Another audience member inquired whether Pandora would ever be interested in starting a record label. Tim said no, because the principle to which they aspired was one in which no artist or company could buy preferential treatment from Pandora. The audience member then ranted about iTunes, how Apple undercut fair returns to the artists in favor of sweet deals for the record companies in order to sell iPods. Tim offered an alterntive vision of a distribution system in which people were connected directly to artists, paid, say, 25 cents per song but the artist received 15 cents of that rather than the 2 or 3 cents that they receive under the iTunes deal. Tim did not say how or who would engineer such a distribution system.

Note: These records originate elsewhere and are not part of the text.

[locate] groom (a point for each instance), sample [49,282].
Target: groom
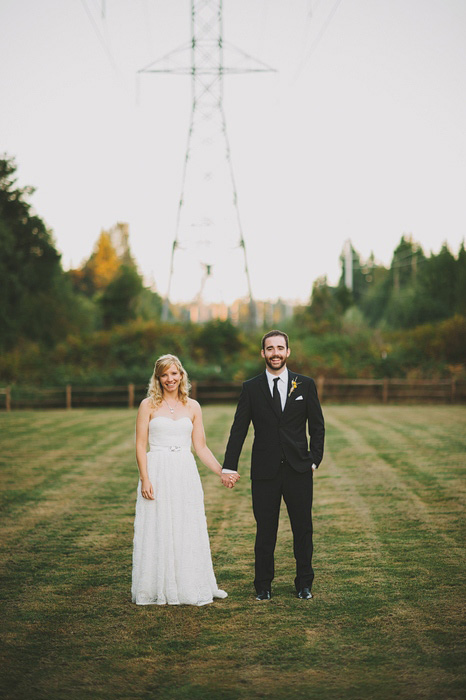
[279,403]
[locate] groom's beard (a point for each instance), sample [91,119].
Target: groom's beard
[268,362]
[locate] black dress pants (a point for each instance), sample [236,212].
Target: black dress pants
[296,489]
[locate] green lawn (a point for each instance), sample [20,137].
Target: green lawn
[386,618]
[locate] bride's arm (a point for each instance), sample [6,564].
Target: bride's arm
[199,441]
[142,433]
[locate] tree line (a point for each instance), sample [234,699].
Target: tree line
[99,323]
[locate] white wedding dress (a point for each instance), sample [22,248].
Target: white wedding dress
[172,563]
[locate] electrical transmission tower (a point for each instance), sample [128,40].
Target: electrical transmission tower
[208,246]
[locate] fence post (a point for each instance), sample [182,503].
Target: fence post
[320,386]
[194,389]
[385,390]
[68,397]
[130,395]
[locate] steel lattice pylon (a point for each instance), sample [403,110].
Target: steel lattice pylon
[208,225]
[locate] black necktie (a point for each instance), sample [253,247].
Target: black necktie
[276,394]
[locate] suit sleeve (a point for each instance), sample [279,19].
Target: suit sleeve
[238,431]
[316,425]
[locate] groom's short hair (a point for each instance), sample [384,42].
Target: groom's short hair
[270,334]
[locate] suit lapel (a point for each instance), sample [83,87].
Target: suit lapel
[264,384]
[288,398]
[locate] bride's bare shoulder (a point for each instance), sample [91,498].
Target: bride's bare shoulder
[194,407]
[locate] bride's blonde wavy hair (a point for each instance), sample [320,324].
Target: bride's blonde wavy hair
[155,392]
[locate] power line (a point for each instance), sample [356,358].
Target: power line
[100,36]
[317,40]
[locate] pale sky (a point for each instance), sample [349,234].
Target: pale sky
[360,134]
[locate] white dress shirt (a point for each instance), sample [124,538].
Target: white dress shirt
[282,384]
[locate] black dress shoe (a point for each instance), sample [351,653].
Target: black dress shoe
[305,593]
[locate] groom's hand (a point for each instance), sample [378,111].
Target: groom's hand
[229,480]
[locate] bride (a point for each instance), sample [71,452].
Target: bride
[171,557]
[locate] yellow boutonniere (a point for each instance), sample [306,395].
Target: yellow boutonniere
[294,385]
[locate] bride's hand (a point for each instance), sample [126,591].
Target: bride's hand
[147,490]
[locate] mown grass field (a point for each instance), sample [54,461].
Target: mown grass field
[386,620]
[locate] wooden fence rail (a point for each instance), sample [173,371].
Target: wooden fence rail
[383,391]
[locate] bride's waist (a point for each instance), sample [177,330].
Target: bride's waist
[169,448]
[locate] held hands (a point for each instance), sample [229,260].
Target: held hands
[147,490]
[229,480]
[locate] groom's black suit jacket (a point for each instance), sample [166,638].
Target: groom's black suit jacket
[277,434]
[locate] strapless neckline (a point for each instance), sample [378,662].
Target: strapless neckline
[172,420]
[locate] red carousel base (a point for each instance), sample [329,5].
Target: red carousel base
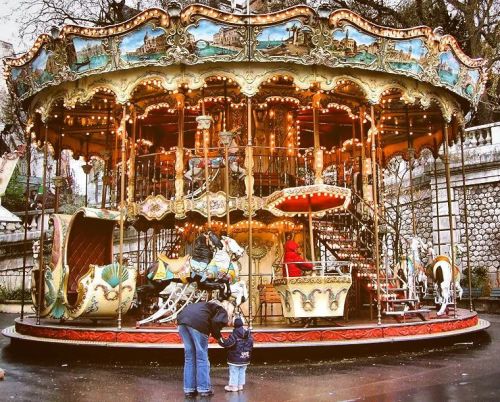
[343,333]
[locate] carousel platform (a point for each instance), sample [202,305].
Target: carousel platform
[275,335]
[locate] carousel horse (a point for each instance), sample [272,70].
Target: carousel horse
[198,268]
[411,270]
[197,167]
[443,278]
[224,269]
[416,245]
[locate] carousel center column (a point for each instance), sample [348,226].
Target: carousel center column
[179,206]
[318,152]
[204,122]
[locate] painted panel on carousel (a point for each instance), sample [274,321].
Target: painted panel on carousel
[350,45]
[43,68]
[448,69]
[145,44]
[209,39]
[21,79]
[86,54]
[407,55]
[292,39]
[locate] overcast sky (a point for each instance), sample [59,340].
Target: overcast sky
[8,26]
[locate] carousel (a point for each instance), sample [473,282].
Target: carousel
[222,137]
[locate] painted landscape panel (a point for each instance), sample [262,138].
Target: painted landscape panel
[407,55]
[448,68]
[20,77]
[42,68]
[469,86]
[146,43]
[86,54]
[351,45]
[209,39]
[291,39]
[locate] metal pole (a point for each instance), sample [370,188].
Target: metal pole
[311,240]
[26,207]
[437,201]
[58,163]
[450,215]
[42,227]
[466,216]
[250,209]
[411,159]
[122,211]
[375,212]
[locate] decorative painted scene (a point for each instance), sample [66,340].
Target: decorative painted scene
[208,39]
[407,55]
[290,39]
[146,43]
[86,54]
[471,80]
[448,68]
[351,45]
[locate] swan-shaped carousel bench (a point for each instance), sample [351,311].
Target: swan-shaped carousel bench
[82,279]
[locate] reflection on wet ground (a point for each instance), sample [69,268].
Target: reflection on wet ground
[459,369]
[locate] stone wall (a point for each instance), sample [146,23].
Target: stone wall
[484,224]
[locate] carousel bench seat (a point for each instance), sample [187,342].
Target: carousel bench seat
[267,296]
[495,292]
[422,313]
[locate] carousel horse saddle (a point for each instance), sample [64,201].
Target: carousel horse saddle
[173,265]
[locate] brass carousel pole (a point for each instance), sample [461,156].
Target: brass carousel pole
[26,207]
[42,226]
[466,215]
[226,144]
[450,214]
[411,160]
[57,179]
[179,161]
[249,188]
[123,129]
[437,197]
[206,144]
[375,211]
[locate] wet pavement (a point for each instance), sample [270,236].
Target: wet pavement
[463,368]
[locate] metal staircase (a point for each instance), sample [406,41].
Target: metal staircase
[348,236]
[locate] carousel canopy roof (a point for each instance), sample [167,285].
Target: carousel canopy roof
[199,34]
[314,199]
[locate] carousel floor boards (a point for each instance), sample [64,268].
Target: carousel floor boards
[277,335]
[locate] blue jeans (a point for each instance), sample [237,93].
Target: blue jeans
[237,375]
[196,364]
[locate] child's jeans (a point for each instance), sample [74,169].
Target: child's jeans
[237,375]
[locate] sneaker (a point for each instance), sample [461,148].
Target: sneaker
[206,393]
[231,388]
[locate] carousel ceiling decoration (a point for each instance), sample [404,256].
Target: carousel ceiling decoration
[200,34]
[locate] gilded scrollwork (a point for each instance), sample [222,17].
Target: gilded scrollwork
[343,40]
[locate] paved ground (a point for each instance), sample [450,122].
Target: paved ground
[464,369]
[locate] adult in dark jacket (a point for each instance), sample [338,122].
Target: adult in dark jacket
[196,322]
[293,260]
[239,345]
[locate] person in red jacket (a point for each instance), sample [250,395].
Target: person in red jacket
[293,260]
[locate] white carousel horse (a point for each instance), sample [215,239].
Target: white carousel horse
[416,245]
[197,167]
[223,267]
[443,278]
[412,270]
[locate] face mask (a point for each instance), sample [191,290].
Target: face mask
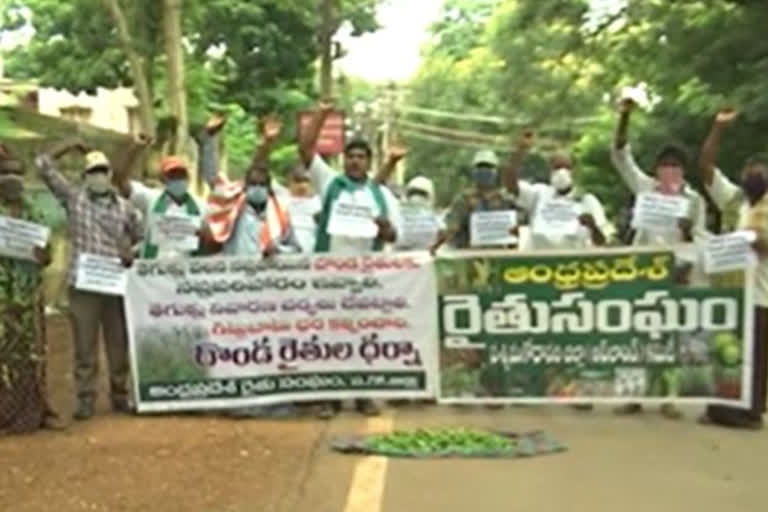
[561,179]
[257,195]
[11,187]
[484,177]
[177,188]
[670,179]
[301,189]
[754,186]
[97,182]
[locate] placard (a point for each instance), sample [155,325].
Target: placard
[732,251]
[100,274]
[18,238]
[492,228]
[352,220]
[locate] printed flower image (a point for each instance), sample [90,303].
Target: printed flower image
[167,354]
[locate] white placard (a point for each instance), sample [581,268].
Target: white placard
[100,274]
[492,228]
[557,217]
[732,251]
[352,220]
[18,238]
[303,211]
[177,232]
[659,212]
[420,229]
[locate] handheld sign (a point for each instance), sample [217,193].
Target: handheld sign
[177,232]
[492,228]
[100,274]
[351,219]
[659,212]
[18,238]
[732,251]
[557,217]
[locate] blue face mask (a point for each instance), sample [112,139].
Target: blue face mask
[257,194]
[484,176]
[177,188]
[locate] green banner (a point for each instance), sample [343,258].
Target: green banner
[608,326]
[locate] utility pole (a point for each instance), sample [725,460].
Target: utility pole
[327,30]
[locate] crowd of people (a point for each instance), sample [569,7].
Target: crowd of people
[111,215]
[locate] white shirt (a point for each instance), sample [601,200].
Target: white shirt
[303,211]
[534,196]
[723,192]
[144,199]
[639,182]
[321,176]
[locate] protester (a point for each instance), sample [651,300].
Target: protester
[247,218]
[670,165]
[305,206]
[173,200]
[352,187]
[485,195]
[24,406]
[104,224]
[753,216]
[593,227]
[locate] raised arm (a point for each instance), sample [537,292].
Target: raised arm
[396,153]
[512,172]
[711,147]
[53,179]
[270,133]
[621,153]
[208,162]
[309,137]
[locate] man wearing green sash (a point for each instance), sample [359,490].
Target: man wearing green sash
[358,214]
[172,216]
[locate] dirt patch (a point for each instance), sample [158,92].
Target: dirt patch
[168,463]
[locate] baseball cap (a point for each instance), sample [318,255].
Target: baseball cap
[96,159]
[486,157]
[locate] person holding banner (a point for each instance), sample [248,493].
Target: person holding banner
[752,202]
[103,226]
[172,216]
[667,210]
[24,403]
[246,218]
[421,224]
[358,214]
[561,214]
[485,215]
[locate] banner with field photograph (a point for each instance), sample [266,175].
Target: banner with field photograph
[610,326]
[212,333]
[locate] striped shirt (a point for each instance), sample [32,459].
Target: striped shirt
[97,225]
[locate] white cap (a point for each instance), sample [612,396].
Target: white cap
[96,159]
[423,184]
[487,157]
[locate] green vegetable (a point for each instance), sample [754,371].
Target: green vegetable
[441,442]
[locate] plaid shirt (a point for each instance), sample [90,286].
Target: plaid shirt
[97,225]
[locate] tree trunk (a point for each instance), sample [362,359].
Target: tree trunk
[177,94]
[141,85]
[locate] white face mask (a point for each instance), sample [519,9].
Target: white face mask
[561,179]
[418,200]
[97,182]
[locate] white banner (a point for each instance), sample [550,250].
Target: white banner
[18,238]
[492,228]
[227,332]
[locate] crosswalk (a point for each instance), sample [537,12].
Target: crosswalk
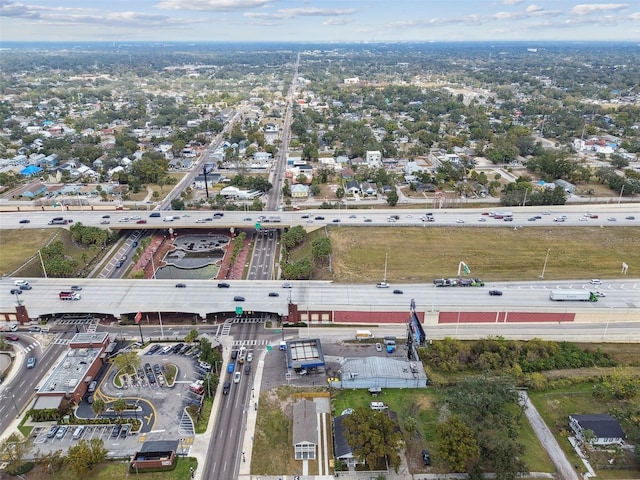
[249,343]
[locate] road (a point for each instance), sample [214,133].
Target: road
[472,217]
[201,297]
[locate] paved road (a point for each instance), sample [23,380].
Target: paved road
[548,441]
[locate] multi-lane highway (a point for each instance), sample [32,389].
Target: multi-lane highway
[202,297]
[624,215]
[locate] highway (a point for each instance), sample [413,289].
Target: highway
[202,297]
[471,217]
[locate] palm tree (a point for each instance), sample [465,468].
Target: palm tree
[98,406]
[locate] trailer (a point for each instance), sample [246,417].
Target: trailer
[69,296]
[572,295]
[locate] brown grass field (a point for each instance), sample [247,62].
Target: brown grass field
[494,254]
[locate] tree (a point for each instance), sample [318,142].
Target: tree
[372,436]
[98,406]
[483,404]
[457,445]
[119,406]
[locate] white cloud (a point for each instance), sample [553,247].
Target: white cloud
[336,21]
[587,9]
[211,5]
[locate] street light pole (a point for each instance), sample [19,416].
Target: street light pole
[545,263]
[44,270]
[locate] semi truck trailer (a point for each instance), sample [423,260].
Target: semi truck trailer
[573,295]
[69,296]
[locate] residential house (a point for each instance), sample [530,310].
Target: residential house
[606,429]
[352,187]
[369,189]
[300,190]
[373,158]
[305,429]
[341,448]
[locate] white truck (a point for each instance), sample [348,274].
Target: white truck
[572,295]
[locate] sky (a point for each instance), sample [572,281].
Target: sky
[318,20]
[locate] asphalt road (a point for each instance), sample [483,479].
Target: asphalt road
[201,297]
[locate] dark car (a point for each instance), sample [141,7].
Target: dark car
[115,431]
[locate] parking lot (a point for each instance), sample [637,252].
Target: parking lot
[161,408]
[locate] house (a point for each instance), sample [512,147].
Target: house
[352,187]
[373,158]
[341,447]
[605,428]
[305,429]
[369,188]
[299,190]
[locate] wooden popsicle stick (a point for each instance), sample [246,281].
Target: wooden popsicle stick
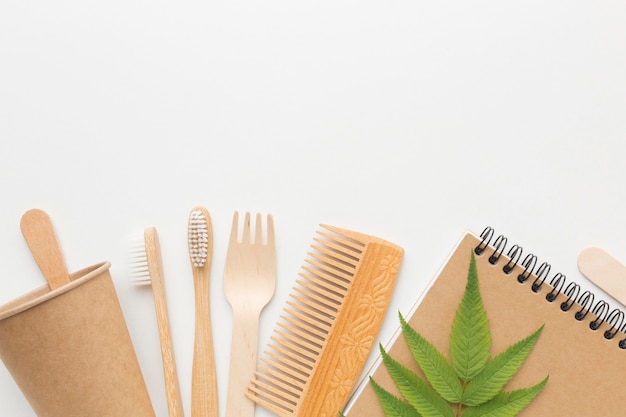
[39,234]
[605,271]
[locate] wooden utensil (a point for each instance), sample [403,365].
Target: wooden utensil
[39,234]
[249,284]
[605,271]
[329,325]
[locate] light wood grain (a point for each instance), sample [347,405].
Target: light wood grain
[155,269]
[329,325]
[204,390]
[249,284]
[40,237]
[601,268]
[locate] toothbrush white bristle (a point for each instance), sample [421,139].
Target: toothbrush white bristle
[198,238]
[138,263]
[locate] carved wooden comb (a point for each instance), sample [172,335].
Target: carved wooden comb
[329,325]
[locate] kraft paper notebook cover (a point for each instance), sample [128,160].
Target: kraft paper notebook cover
[586,368]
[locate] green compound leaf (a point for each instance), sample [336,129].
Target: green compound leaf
[392,405]
[472,385]
[438,371]
[421,396]
[499,371]
[506,404]
[470,339]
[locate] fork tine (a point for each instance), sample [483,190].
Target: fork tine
[258,232]
[270,231]
[246,228]
[234,230]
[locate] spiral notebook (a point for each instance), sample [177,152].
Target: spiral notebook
[581,348]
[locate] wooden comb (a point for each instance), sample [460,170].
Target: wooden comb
[330,323]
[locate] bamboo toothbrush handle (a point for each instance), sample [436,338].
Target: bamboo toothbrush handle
[203,377]
[243,357]
[39,234]
[155,264]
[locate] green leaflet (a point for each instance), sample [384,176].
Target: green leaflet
[470,340]
[499,371]
[392,405]
[438,371]
[422,397]
[471,386]
[506,404]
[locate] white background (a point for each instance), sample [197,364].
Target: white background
[409,120]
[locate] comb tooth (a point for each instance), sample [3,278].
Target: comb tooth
[320,286]
[294,356]
[340,276]
[277,388]
[293,345]
[322,301]
[327,249]
[322,322]
[330,297]
[287,379]
[297,342]
[305,326]
[344,238]
[298,337]
[321,278]
[289,360]
[333,264]
[278,364]
[271,379]
[310,305]
[272,400]
[338,247]
[300,332]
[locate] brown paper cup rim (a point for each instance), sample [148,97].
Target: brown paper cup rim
[43,294]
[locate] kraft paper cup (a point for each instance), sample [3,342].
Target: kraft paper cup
[70,352]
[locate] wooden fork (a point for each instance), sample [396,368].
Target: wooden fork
[249,284]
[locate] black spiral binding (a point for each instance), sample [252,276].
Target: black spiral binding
[571,292]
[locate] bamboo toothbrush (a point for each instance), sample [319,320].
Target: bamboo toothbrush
[147,268]
[329,325]
[203,377]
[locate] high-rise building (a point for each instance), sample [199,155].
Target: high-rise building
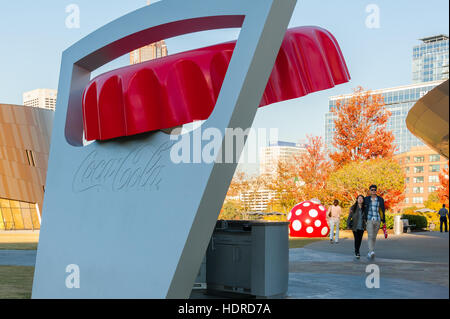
[24,147]
[399,100]
[422,166]
[430,59]
[271,155]
[42,98]
[149,52]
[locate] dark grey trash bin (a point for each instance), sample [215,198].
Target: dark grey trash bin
[248,257]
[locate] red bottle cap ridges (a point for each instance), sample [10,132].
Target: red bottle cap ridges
[180,88]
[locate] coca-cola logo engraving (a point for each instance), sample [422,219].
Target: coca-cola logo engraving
[139,169]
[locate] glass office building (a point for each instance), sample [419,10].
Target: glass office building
[399,101]
[430,59]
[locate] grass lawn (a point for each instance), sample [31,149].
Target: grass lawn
[19,240]
[16,282]
[19,246]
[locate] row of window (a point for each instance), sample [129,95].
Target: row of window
[421,159]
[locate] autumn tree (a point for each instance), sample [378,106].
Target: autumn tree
[303,177]
[444,186]
[360,129]
[355,178]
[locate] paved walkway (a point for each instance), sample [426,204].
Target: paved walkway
[411,266]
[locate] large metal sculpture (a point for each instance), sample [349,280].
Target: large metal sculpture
[130,221]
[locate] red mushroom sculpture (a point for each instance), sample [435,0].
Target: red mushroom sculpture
[308,219]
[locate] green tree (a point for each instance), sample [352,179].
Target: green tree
[355,178]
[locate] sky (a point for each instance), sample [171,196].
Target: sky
[33,34]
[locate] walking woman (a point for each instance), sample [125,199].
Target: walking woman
[356,221]
[334,214]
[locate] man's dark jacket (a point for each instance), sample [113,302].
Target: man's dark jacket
[381,208]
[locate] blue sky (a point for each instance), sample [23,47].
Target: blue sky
[33,34]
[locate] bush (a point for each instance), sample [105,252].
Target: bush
[418,220]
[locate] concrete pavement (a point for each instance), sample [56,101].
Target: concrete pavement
[411,266]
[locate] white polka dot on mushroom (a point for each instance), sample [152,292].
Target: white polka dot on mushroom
[313,213]
[297,225]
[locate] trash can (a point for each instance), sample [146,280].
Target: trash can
[248,257]
[398,225]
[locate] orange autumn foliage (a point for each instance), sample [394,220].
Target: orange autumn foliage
[360,129]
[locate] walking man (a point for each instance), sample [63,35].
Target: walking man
[373,205]
[443,212]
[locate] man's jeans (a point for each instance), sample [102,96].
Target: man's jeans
[358,239]
[443,220]
[372,230]
[334,223]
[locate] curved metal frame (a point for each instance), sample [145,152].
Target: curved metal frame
[145,242]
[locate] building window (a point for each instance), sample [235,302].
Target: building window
[418,169]
[418,179]
[434,168]
[30,158]
[17,215]
[433,179]
[418,190]
[432,189]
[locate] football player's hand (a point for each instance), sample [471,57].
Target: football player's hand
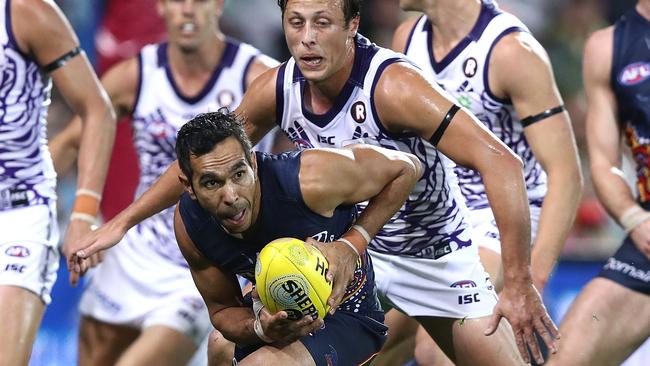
[342,265]
[78,229]
[92,243]
[282,330]
[523,307]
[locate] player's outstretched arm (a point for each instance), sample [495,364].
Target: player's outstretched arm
[257,109]
[164,193]
[535,97]
[228,313]
[43,32]
[333,177]
[604,139]
[423,108]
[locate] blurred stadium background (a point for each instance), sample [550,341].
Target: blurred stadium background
[110,30]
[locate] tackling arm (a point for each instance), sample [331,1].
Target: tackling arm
[533,91]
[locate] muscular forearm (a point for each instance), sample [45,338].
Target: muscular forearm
[556,219]
[612,190]
[236,325]
[506,191]
[161,195]
[97,136]
[64,147]
[383,206]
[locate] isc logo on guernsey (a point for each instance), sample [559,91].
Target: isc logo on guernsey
[467,298]
[17,251]
[634,73]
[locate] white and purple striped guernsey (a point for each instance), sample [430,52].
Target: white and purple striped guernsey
[27,175]
[160,110]
[463,73]
[433,222]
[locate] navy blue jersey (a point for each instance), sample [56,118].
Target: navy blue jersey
[283,213]
[630,80]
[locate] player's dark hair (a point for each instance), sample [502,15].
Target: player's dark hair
[202,133]
[351,9]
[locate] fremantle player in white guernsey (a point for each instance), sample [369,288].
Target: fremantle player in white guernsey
[488,61]
[38,46]
[340,89]
[141,299]
[610,318]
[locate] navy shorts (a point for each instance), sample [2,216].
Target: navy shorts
[348,339]
[628,267]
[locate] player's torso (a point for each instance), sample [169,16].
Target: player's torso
[27,175]
[283,213]
[431,223]
[463,73]
[630,78]
[160,110]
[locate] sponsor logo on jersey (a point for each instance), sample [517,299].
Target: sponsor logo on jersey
[226,98]
[627,269]
[358,112]
[635,73]
[299,136]
[332,358]
[463,284]
[15,267]
[323,236]
[470,66]
[17,251]
[468,299]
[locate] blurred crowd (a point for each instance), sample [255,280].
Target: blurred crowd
[111,30]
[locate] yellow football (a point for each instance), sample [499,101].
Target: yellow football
[291,276]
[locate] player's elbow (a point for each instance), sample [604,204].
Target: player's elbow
[416,168]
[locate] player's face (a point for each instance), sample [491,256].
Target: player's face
[190,22]
[318,37]
[226,185]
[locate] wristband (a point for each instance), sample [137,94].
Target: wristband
[83,217]
[348,243]
[89,192]
[86,203]
[633,217]
[363,232]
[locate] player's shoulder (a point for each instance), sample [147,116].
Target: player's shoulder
[518,46]
[600,43]
[37,9]
[403,32]
[37,17]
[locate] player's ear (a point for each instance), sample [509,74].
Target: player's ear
[188,185]
[353,27]
[254,162]
[219,7]
[160,6]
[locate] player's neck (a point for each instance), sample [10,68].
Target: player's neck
[255,206]
[200,61]
[643,7]
[320,95]
[452,20]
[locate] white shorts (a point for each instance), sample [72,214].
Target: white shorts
[140,290]
[485,232]
[453,286]
[29,257]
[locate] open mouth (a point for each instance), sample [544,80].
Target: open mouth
[188,27]
[237,219]
[313,61]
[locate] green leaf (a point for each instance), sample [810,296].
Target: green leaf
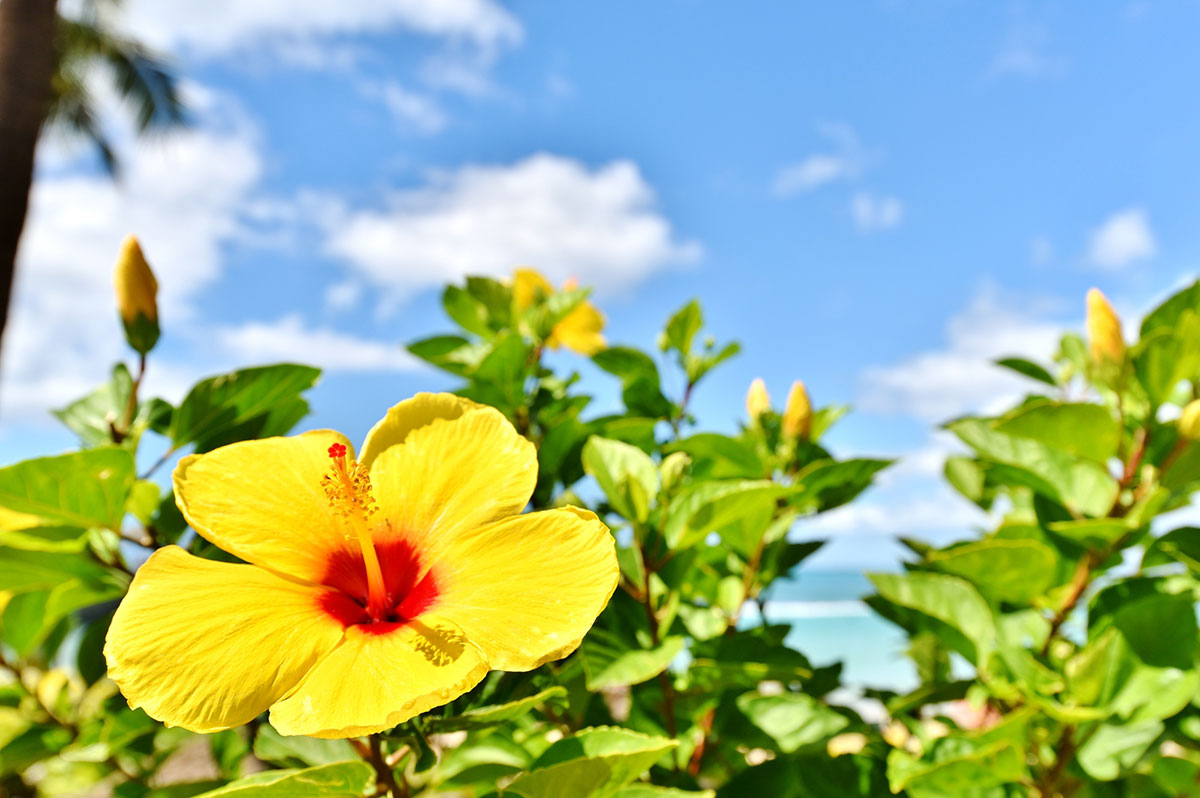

Someone asked if Pandora was going to create a genome for movies. Tim did not answer the question, but did note that someone did recently call him asking for guidance and help in creating a genome for wine. He said that it was likely that we would be seeing several other genome approaches to identifying products in the coming years.

The crowd began to get restless at 8:30, and so Tim brought the meeting to a close and released the swag. I spotted two hat designed and three new t-shirt designs.